The objections to the proposal that have been expressed also make me smile a little. We are told that hedging and purchasing strategies would not put up with it. On the basis of what I have heard from the Secretary of State this afternoon, I think that he has done for utility hedging roughly what Edward Scissorhands did for real hedging.
The operation of hedging in energy and utility markets is not the same as it is in a number of other areas. That hedging, those purchases and that trading must take account of factors such as securing the right amount of energy for the customer—not too much and not too little—at the time when the customer needs it, at the time of gate closure. If the outcome of that hedging turns out to be wrong, the regulator will fine those who are undertaking the process. On such occasions, hedgers will weigh the cost of the cash-out fine against the cost of getting the balance wrong. So a range of other factors are involved in that hedging, over and above the simple question of buying long and hoping that some money can be made out of it.
One of the strategies of the larger energy companies will, in fact, be to buy long—rather more than they can conceivably hope to provide for their customers—and shape the amount as gate closure approaches. If the markets are volatile, they will adopt strategies which get that right. The ability of the regulator to undertake those changes is compatible with the process leading up to gate closure, notwithstanding what has been suggested this afternoon.

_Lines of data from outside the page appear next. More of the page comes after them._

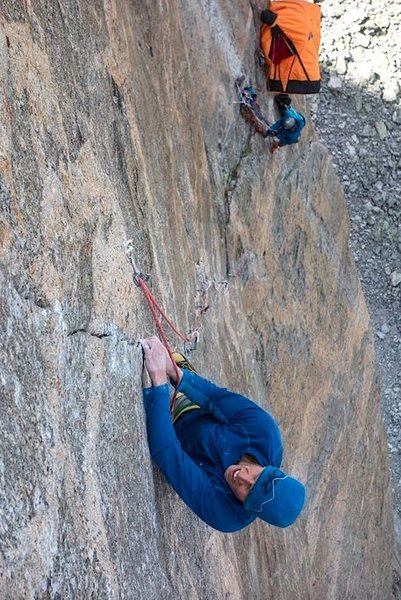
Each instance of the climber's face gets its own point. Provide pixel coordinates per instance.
(241, 477)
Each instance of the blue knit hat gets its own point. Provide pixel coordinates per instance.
(276, 497)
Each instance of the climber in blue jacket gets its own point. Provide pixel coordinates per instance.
(289, 127)
(222, 454)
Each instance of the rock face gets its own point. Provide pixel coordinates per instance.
(117, 122)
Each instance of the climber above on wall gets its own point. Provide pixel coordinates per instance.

Finally, I smiled a little at the haste with which the Secretary of State, in particular, talked of reducing energy prices, given that, as I said earlier, the recent capacity auctions have potentially raised prices by £11 per customer. I may have inadvertently said 11p in an intervention. The sum is in fact £11 per customer—I thank Tim Probert for that proper figure—and that gives the lie to the idea that this is all about price reduction. It is about disguising price increases in the context of regulation which should be in place to ensure that these things work properly in the future.